= Thamsanqa Mahlangu =

Zimbabwean politician (died 2015)

Thamsanqa Mahlangu (27 April 1971 – 5 October 2015) was a former MDC politician and was also the Zimbabwe Deputy Minister of Youth Development, Indigenisation and Empowerment. He was the Member of House of Assembly for Nkulumane (MDC-T).

He was also the Chairman of the MDC-T Youth wing. On 21 June 2009, he addressed youths gathered at Emakhandeni Hall commemorating the 16 June Soweto uprising. He pledged to take the issue of funding of families of youths who died due to their activism (such as Mthokozisi Ncube) to the National Council. He presented a food hamper to Ncube's Sister. The Hamper was organised by the Party's Youth Wing from Bulawayo Province led by Bekithemba Nyathi (who was also injured on the eye some years back due to political violence in Zimbabwe). Also present were orators such as Mr Reason Ngwenya (ZCTU and chairman for BuPRA, Hon Dorcus Sibanda, Desmond Makhaza, Charles Munjenjema (Student Activist), Tronix from Magwegwe and representatives from all provinces.

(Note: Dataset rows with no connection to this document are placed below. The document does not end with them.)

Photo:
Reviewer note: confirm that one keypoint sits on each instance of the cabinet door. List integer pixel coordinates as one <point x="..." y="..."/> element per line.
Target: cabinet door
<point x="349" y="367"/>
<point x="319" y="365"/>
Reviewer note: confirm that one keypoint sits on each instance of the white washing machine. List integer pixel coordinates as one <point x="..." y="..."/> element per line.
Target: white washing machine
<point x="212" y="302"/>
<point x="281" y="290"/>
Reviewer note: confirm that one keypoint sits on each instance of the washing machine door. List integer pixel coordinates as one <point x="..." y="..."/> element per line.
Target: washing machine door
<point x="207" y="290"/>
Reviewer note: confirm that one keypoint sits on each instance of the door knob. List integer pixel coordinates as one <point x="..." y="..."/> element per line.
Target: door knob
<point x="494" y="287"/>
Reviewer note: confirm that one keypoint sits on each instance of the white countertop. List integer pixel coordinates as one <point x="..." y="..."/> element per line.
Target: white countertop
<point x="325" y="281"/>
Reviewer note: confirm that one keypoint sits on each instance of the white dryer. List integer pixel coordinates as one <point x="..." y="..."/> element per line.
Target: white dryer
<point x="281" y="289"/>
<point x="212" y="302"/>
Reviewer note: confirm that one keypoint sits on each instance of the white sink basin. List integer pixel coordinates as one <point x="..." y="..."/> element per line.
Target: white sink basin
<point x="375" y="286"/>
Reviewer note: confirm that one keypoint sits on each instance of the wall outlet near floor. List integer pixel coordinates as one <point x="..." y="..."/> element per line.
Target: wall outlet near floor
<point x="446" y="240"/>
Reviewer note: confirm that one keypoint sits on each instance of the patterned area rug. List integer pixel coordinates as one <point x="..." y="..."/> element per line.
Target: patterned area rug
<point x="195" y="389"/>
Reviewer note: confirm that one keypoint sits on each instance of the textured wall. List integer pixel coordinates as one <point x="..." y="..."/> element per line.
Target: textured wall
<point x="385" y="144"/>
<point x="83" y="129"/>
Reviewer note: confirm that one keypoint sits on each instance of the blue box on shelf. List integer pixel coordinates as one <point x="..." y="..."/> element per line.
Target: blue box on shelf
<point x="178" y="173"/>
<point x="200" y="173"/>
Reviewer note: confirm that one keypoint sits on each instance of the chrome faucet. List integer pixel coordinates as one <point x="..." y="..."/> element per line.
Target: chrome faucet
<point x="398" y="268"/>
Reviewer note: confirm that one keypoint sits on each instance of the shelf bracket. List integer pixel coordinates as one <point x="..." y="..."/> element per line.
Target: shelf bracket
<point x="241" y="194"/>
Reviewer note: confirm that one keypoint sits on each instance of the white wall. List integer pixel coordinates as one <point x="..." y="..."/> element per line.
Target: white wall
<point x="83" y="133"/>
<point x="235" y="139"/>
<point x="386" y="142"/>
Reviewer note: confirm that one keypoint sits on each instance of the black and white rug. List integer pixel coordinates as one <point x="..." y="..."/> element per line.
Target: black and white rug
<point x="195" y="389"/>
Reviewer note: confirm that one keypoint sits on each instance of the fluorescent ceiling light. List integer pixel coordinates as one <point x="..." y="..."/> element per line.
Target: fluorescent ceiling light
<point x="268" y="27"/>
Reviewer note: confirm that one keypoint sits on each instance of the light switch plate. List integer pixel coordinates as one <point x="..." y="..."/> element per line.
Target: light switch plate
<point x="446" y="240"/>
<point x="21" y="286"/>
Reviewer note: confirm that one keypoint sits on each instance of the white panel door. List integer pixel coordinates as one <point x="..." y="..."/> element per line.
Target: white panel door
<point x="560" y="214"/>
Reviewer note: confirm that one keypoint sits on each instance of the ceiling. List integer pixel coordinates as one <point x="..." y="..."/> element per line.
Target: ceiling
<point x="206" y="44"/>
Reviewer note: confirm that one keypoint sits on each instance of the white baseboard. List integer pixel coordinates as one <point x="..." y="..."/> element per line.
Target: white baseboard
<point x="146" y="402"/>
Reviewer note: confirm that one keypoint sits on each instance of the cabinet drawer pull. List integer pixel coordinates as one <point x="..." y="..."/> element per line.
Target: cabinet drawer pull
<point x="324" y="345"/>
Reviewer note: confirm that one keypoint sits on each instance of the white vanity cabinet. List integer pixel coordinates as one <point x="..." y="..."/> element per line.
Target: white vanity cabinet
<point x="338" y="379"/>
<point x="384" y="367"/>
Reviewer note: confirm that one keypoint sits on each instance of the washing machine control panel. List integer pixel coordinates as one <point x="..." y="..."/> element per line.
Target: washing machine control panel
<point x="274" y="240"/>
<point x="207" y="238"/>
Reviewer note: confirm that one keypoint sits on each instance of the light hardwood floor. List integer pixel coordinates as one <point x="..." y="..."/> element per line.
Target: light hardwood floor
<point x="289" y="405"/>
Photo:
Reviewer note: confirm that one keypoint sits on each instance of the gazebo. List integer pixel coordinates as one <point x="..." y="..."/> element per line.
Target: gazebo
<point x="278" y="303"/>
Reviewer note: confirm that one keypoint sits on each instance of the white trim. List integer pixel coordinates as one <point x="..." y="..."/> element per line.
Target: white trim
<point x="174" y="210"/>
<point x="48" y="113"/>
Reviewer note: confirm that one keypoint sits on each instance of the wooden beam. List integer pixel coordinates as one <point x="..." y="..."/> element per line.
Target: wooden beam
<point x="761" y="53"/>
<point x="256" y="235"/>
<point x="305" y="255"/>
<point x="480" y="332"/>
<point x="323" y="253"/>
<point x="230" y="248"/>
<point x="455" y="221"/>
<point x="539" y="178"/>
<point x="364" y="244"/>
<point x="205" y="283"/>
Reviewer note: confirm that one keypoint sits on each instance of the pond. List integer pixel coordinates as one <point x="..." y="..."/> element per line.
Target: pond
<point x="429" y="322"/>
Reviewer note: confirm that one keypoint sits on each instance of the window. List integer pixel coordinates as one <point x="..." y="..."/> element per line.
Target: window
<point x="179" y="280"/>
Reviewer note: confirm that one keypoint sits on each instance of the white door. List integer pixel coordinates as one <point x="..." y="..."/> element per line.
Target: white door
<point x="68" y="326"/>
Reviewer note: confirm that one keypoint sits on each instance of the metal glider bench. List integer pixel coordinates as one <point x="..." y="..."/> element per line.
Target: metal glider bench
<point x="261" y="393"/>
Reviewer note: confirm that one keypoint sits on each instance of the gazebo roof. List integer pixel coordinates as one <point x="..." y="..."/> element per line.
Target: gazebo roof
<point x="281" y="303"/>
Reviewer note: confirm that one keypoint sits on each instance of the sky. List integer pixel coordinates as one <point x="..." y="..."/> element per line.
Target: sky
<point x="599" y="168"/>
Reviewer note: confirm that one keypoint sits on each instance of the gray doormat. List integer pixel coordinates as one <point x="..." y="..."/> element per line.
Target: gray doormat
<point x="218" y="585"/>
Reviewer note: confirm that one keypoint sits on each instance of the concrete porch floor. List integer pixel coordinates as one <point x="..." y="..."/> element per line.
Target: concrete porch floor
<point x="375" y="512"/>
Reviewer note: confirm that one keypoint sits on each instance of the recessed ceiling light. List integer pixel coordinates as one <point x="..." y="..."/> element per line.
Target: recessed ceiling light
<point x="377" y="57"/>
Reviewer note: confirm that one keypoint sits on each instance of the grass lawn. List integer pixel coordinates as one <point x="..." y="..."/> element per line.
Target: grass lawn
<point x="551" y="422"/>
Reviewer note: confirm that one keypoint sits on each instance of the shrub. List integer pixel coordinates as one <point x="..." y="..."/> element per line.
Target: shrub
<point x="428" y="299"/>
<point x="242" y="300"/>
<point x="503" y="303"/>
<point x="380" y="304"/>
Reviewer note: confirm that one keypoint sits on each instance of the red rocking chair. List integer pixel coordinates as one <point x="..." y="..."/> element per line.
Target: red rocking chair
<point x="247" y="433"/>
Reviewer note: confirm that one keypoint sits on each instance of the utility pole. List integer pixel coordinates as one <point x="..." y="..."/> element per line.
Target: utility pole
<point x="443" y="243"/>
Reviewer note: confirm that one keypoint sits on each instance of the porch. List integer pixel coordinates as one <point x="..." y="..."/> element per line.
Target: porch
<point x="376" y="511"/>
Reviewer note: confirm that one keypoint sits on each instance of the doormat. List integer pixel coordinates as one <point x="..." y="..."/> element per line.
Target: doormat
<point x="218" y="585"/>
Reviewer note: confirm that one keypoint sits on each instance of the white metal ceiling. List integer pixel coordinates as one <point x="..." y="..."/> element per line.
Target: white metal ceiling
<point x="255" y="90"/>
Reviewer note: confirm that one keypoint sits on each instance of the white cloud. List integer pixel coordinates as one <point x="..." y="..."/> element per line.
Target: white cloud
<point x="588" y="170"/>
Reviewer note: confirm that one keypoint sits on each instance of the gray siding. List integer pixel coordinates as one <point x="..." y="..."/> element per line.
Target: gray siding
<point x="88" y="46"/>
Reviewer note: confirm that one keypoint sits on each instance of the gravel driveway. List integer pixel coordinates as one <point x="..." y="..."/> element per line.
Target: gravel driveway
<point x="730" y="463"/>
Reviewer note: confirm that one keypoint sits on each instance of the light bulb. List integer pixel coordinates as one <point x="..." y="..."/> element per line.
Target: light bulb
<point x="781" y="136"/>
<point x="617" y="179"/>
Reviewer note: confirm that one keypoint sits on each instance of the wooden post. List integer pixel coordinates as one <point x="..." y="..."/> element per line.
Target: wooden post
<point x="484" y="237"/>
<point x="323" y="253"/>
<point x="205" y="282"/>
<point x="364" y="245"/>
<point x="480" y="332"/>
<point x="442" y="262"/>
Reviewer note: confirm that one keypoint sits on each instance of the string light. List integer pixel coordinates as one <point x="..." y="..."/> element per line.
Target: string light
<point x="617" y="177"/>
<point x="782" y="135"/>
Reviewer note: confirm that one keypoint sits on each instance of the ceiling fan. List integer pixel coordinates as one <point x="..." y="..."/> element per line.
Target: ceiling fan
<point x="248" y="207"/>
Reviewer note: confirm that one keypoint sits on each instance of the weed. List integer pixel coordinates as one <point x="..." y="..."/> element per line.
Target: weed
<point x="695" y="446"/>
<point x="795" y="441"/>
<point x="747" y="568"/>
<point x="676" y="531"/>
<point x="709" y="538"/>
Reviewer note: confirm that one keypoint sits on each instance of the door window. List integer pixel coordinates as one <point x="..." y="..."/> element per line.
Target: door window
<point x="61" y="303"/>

Thamsanqa Mahlangu attended the first ever water summit held earlier in 2009. He was instrumental in motivating youths to participate in youth activities nationally. A group known as Victory Siyanqoba (Arts Group in Nkulumane ) sang about his contributions to the youth movement in their album.

Mahlangu died on 5 October 2015 of cancer.